Vincent was there every morning. A Yale graduate, he was tall and lanky, with round frames mounted on his nose. His hair was straight and black, and fell around his head in a nineties-style mushroom. Vincent, or Vin as I grew to call him, was always one of the first to arrive and one of the last to leave. He used most of his free time to volunteer. The way I saw it, the kid had no life, yet I wondered where he drew his dedication. I wondered why he did it. The more I thought about it, the more it dawned on me: he had no life not because he spent all his extra time at work or volunteering, but rather he did all that because he had no life. His family lived in California, while he joined the company here on the East coast just last year, coming straight from his dorm room in Yale. So with barely any real acquaintances, Vin found solitude in his work, and preferred spending his free time in the arms of society, rather than confinement of his 4 walls. While Vin was genuinely a nice guy, he was too wired and too nosy, and wanted to have his hand in every project and a word in every conversation. He sometimes spoke so fast and loud that his voice radiated around the entire room, bounced off a few walls, gathered in a hurricane-like circle in the middle and exploded outward, leaving everyone cringing in its path. And for these qualities, he was despised around the office, laughed at as the company nerd; the annoying geek that’s always in your way.
Vincent wasn’t the only one to dedicate his time to something that didn’t love him back. We were all there. While the ownership hired people with the notion of launching a career, many realized quickly that this wasn’t the place to create one. They wanted to do their jobs and go home with a paycheck, and when the opportunity came they jumped ship as if it were on fire.
Project assignments often came around with unreasonable deadlines and the quiet whispers and stares around the office hid backlash against the management. Everyone complained…everyone. It all came out outside. The moment they set foot outside, it was as if the sunlight injected them with renewed energy, a wanting for real communication and interaction with the world.
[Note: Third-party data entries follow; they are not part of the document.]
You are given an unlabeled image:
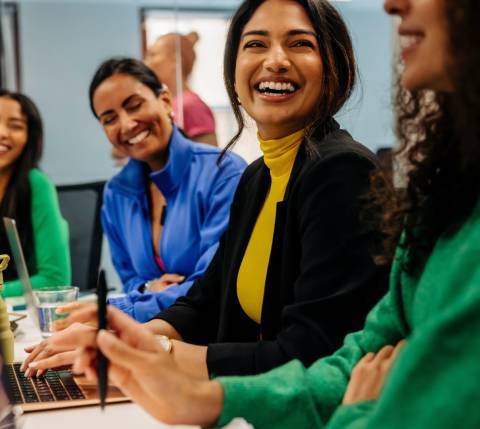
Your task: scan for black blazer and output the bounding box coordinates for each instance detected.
[156,124,388,376]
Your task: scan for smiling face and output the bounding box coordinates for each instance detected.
[385,0,453,91]
[0,97,28,172]
[235,0,323,139]
[93,74,172,171]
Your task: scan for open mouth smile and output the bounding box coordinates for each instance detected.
[0,143,11,153]
[254,80,300,98]
[125,129,150,146]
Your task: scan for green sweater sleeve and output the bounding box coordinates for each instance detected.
[3,169,71,297]
[328,252,480,429]
[220,203,480,429]
[218,260,407,429]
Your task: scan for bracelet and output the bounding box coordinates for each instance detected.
[155,335,173,353]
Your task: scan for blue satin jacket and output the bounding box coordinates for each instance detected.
[102,128,246,322]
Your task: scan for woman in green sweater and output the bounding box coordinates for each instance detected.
[0,90,71,297]
[39,0,480,429]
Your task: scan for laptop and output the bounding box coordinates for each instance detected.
[3,217,130,412]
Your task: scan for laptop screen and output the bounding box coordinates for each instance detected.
[0,348,16,429]
[3,217,40,327]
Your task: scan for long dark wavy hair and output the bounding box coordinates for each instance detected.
[372,0,480,275]
[0,89,43,280]
[88,57,163,119]
[223,0,357,154]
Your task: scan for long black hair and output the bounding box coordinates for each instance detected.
[223,0,357,154]
[88,57,164,118]
[0,89,43,280]
[372,0,480,275]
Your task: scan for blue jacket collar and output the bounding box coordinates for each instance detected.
[110,126,193,197]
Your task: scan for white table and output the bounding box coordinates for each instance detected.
[15,318,196,429]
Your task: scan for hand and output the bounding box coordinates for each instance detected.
[148,273,185,292]
[20,323,97,377]
[53,301,97,332]
[343,341,405,405]
[53,300,97,331]
[74,307,223,426]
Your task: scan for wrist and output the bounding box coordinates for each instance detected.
[184,381,224,427]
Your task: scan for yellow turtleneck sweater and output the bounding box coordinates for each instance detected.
[237,130,305,323]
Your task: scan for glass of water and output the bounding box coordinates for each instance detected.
[33,286,78,337]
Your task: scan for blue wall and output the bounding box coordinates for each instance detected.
[20,0,393,183]
[336,0,394,150]
[20,1,140,183]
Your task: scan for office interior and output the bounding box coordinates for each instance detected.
[0,0,395,290]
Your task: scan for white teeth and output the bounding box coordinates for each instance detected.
[128,130,150,145]
[258,82,295,92]
[400,35,423,49]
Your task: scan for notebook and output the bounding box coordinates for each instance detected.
[3,217,129,412]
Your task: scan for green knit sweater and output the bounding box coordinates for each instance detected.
[219,198,480,429]
[2,169,71,297]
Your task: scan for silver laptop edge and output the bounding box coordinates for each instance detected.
[3,217,40,329]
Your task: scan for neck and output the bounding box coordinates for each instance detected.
[145,154,167,173]
[0,168,13,202]
[257,124,305,140]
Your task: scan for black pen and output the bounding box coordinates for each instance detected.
[97,270,108,410]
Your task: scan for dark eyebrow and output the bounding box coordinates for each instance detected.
[7,116,27,124]
[242,28,317,39]
[98,94,138,118]
[242,30,268,39]
[288,29,318,38]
But their faces spoke for them. You didn’t need to hear what they were saying, it was obvious. It wasn’t just this project, or this deadline. It was everything: the place, the bosses, the clients, the lack of real titles or real progress. They all even hated each other, though most were careful not to admit it.
I tried to remain neutral. If I was to be in control around here, I needed to be on good terms with everyone. Put the company’s interests first. I guess, they weren’t the only ones who could put on a good smoke and mirrors routine. I guess I wasn’t really faking anything, at least not any more than anyone else around here. I may not be an old man, but I’ve lived enough to learn a few things about myself. I’m outspoken, intuitive, and quite arrogant. I’m that guy on the road driving faster than everyone else just because the people in front of me piss me off. I’m vengeful and unforgiving, but I’m fair. And if you love me, I’ll love you back. Cross me, and you’ve made an enemy for life.